This is similar to the MORAN feature. However, their differences lie in function, normalization, and calculation as NMBroto is calculated using the frequencies of k-spaced amino acid pairs and the amino acid composition of the protein sequence46. NMBroto can be defined as:

$${N}_{lagi}=\frac{1}{t-lag}[{\sum }_{k=1}^{t-lag}.\left({A}_{ik}\times {A}_{k}+la{g}_{i}\right)], k=\text{1,2},3\dots t-lag$$
(8)

where \(k\) denotes the position of peptides. \(A,t,lag\) denote the length of the residues and the distance between the peptides. This study used the 16D feature of the NMBroto.

[IV] Pseudo-amino acid compositional features

PseKRAAC

This is an extension of the Pseudo Amino Acid Composition PseAAC. This feature has 16 types of clustering methods; in this study, we used type 7 features, also called multiple clusters, with 4 clustering methods47. The formula can be defined as:

$$P={f}_{i}={\sum }_{j=1}^{{20}^{n}}\frac{{f}_{i,j}}{{w}_{j}(N-n+1)}$$
(9)

where \(w\) is the weight of the \({j}\) th position, \(n\) is the length of the tuple, \(N\) is the length of the sequence, and fi is the frequency in the \({i}\) th residue.

Our proposed model construction

RNN is one of the most popular deep learning models used in various fields to detect the classes accurately48. RNNs can handle sequential or natural language processing (NLP) data. At each step, RNN possesses the internal layer of the input and the hidden state from the previous phase. This invisible state enables the recollection of the network and allows it to verify correlations in sequential input49. We selected this process for the optimal outcome to detect the AMPs, as RNNs are mainly used for the time series data, though could be utilized for sequence data, thus rendering them appropriate for jobs requiring sequential information. RNNs are intended to identify relationships and patterns in sequential data. FASTA patterns might vary in dimension, and RNNs can handle sequences of varied lengths despite requiring set input weights. This adaptability is significant in genetics and bioinformatics, where sequences might change in length.

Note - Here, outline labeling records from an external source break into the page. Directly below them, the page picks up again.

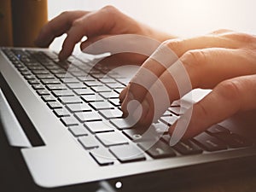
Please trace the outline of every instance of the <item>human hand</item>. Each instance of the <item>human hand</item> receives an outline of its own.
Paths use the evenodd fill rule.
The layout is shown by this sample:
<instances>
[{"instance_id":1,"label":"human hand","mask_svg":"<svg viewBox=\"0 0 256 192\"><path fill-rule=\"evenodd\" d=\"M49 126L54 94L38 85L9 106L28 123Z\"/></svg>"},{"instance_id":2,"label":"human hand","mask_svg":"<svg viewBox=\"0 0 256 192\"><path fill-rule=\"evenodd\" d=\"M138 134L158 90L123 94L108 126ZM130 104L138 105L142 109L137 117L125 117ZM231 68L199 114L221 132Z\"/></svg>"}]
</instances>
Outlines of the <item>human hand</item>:
<instances>
[{"instance_id":1,"label":"human hand","mask_svg":"<svg viewBox=\"0 0 256 192\"><path fill-rule=\"evenodd\" d=\"M220 30L202 37L166 41L160 48L164 46L174 51L180 62L172 61L170 67L165 68L149 57L120 94L125 115L128 115L127 104L131 100L142 103L143 114L138 125L152 123L154 112L153 99L161 96L150 96L148 90L132 82L151 81L152 88L155 81L142 75L143 69L155 74L164 84L170 101L162 107L164 112L172 102L183 96L179 95L178 87L171 75L175 64L184 67L191 88L212 89L205 98L194 104L183 138L192 137L237 112L256 108L255 36ZM162 49L158 49L154 55L162 55ZM189 119L189 112L185 113L181 120ZM176 125L177 122L169 128L171 135Z\"/></svg>"},{"instance_id":2,"label":"human hand","mask_svg":"<svg viewBox=\"0 0 256 192\"><path fill-rule=\"evenodd\" d=\"M68 11L61 14L42 28L35 43L39 47L48 47L56 37L64 33L67 36L59 55L61 60L67 59L72 54L75 44L84 36L88 39L81 43L82 50L100 39L119 34L147 36L160 42L174 38L136 21L112 6L107 6L98 11ZM124 55L125 59L134 59L127 56L127 54ZM142 62L145 59L141 55L134 60Z\"/></svg>"}]
</instances>

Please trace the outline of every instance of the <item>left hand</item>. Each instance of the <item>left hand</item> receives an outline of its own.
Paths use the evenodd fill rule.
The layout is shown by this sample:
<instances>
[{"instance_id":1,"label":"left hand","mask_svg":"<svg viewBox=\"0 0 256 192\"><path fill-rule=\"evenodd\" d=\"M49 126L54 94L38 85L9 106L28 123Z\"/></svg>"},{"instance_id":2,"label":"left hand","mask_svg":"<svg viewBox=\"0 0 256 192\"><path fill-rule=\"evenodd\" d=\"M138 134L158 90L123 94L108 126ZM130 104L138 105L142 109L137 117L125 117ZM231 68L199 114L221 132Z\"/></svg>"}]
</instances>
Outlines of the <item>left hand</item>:
<instances>
[{"instance_id":1,"label":"left hand","mask_svg":"<svg viewBox=\"0 0 256 192\"><path fill-rule=\"evenodd\" d=\"M237 112L256 109L256 37L227 30L188 39L172 39L168 46L179 58L190 79L192 88L212 89L193 107L192 116L183 137L192 137ZM159 49L159 51L161 51ZM150 70L162 82L169 101L179 96L175 79L166 68L150 57L141 67ZM172 67L168 70L172 70ZM145 82L148 77L139 70L133 80ZM152 86L155 82L150 82ZM131 83L120 94L122 110L127 115L127 103L133 98L142 103L139 125L150 125L154 117L154 96L141 85ZM163 111L170 106L165 106ZM185 118L186 113L181 118ZM172 125L172 134L176 126Z\"/></svg>"}]
</instances>

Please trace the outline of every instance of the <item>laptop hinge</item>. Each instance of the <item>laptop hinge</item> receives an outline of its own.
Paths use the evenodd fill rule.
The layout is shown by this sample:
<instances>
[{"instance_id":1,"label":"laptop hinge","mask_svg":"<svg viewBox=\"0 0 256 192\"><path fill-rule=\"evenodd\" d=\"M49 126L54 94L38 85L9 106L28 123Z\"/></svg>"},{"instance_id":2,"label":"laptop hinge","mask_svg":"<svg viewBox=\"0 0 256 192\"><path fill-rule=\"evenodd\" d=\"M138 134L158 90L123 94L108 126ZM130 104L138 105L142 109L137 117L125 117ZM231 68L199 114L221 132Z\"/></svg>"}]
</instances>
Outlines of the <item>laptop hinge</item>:
<instances>
[{"instance_id":1,"label":"laptop hinge","mask_svg":"<svg viewBox=\"0 0 256 192\"><path fill-rule=\"evenodd\" d=\"M0 123L6 133L7 138L11 146L20 148L32 147L1 89Z\"/></svg>"}]
</instances>

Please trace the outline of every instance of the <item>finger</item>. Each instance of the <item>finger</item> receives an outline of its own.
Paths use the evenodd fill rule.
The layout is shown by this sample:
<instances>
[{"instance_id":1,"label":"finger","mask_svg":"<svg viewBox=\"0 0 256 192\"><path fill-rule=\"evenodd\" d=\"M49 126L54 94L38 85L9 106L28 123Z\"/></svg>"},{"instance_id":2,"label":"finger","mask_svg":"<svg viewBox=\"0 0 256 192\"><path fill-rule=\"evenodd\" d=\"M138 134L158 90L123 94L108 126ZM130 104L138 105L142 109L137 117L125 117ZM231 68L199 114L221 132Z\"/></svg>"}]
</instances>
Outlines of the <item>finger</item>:
<instances>
[{"instance_id":1,"label":"finger","mask_svg":"<svg viewBox=\"0 0 256 192\"><path fill-rule=\"evenodd\" d=\"M237 112L256 108L256 75L242 76L220 83L193 106L191 119L187 113L180 119L189 119L183 138L192 137ZM170 127L172 135L178 128Z\"/></svg>"},{"instance_id":2,"label":"finger","mask_svg":"<svg viewBox=\"0 0 256 192\"><path fill-rule=\"evenodd\" d=\"M145 97L148 90L137 84L132 82L145 82L153 84L154 79L150 77L143 76L143 70L150 70L157 77L160 77L171 65L172 65L178 57L183 55L188 50L197 49L207 49L209 47L219 47L219 48L230 48L236 49L240 47L238 42L234 42L230 39L224 38L218 38L217 36L204 36L195 38L189 39L172 39L164 43L160 46L156 51L143 64L142 69L132 79L131 87L129 89L129 94L131 97L142 102ZM129 97L125 97L122 105L122 110L125 113L125 108L127 103L131 101Z\"/></svg>"},{"instance_id":3,"label":"finger","mask_svg":"<svg viewBox=\"0 0 256 192\"><path fill-rule=\"evenodd\" d=\"M39 47L48 47L55 38L68 31L74 20L88 14L86 11L66 11L49 21L40 31L35 44Z\"/></svg>"},{"instance_id":4,"label":"finger","mask_svg":"<svg viewBox=\"0 0 256 192\"><path fill-rule=\"evenodd\" d=\"M168 99L172 102L192 89L212 89L223 80L256 73L253 58L248 58L241 49L217 48L189 51L180 58L179 62L176 62L168 70L166 70L159 80L164 84L163 89L167 91ZM181 68L183 66L184 69ZM157 89L159 85L154 84L149 90ZM162 95L160 94L160 91L153 96L150 96L148 91L146 93L142 103L146 102L146 106L148 108L143 108L147 110L144 113L146 116L142 118L140 124L148 124L148 121L152 120L150 117L153 115L155 119L159 119L161 112L167 109L168 102L166 102L165 104L160 106L159 104L155 105L154 100L150 100L151 97L155 100L161 97Z\"/></svg>"},{"instance_id":5,"label":"finger","mask_svg":"<svg viewBox=\"0 0 256 192\"><path fill-rule=\"evenodd\" d=\"M84 36L90 38L96 35L108 34L115 25L117 18L113 15L116 12L116 9L112 6L107 6L75 20L71 29L67 32L59 58L61 60L67 59L71 55L75 44Z\"/></svg>"}]
</instances>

We have constructed our meta-model “AMP-RNNpro” as shown in Fig. 3, that is optimized with six layers—an input layer, four hidden layers, and a dense layer. Accordingly, fifty epochs, three activation functions, and various filter sizes have been used in the independent test. The filter sizes connected with these layers are 128, 64, 32, and 16. We adopted the ReLU activation function in the first three layers, and in the fourth layer, we used the tanh function to handle the complexity. We added dropouts of 0.5, 0.2, 0.2, and 0.2 to reduce over-fitting. Finally, a dense layer contains a single neuron with a sigmoid activation function, producing binary numbers 0 and 1. A test result indicates an AMP if it is greater than 0.5; otherwise, it suggests a non-AMP. This study used Adam Optimizer to adjust the model's internal parameters. Notably, the Keras library, a popular tool for developing and upgrading neural networks, was used to compute our model50. The RNN structure, sigmoid function, tanh, and ReLU formulas are specified as:

$$Rnn= \alpha \left( {W}_{hh}{j}_{t-1}+{W}_{xh}{x}_{t}+{b}_{h }\right)$$
(10)
$$Sigmoid= {S}_{a}=\frac{1}{1+{e}^{-a}}$$
(11)
$$ReLU={R}_{u}= m\left(0,u\right) \left(\because u= u>0\right)$$
(12)
$$tanh(t)= {H}_{t}=\frac{{e}^{t}-{e}^{-t}}{{e}^{t}+{e}^{-t}}$$
(13)

where \({W}_{hh}\) is the matrix weight of the recurrent connections, \({W}_{xh}\) is the input connection weight, \({b}_{h}\) denotes the bias vector, j is the current state, \({j}_{t-1}\) is the previous state, and \(\alpha\) is the activation function, \({R}_{u}\) denotes the ReLU, \(m\) is the maximum, where it returns the maximum value between 0 and \(u\), and \(u\) is the input. \({S}_{a}\) denotes the sigmoid function, where \(e\) presents the exponential function and the output range (0,1). \({H}_{t}\) is the tanh function; this function range is (−1, 1), \({e}^{t}-{e}^{-t}\) denotes the hyperbolic sine, and \({e}^{t}+{e}^{-t}\) denotes the hyperbolic cosine function.

Figure 3
figure 3

AMP-RNNpro framework’s structure overview.

Machine-learning models

This study used 33 models, where we applied some traditional models and some meta-models using stacking classifiers, voting classifiers, along with simple RNN model. We investigated several combinations of voting and stacking based models. All the models are demonstrated in the supplementary file (S1). Among them we selected two meta-classifiers, Voting and AMP-RNNpro, additionally, four distinct classification methods, including K-nearest Neighbor (KNN), Random Forest (RF), Extreme Gradient Boosting Classifier (XGB), and Extra-trees Classifier (EX) based on their performance, and we have employed several hyper-parameters to obtain a better outcome. These models are further described in the following.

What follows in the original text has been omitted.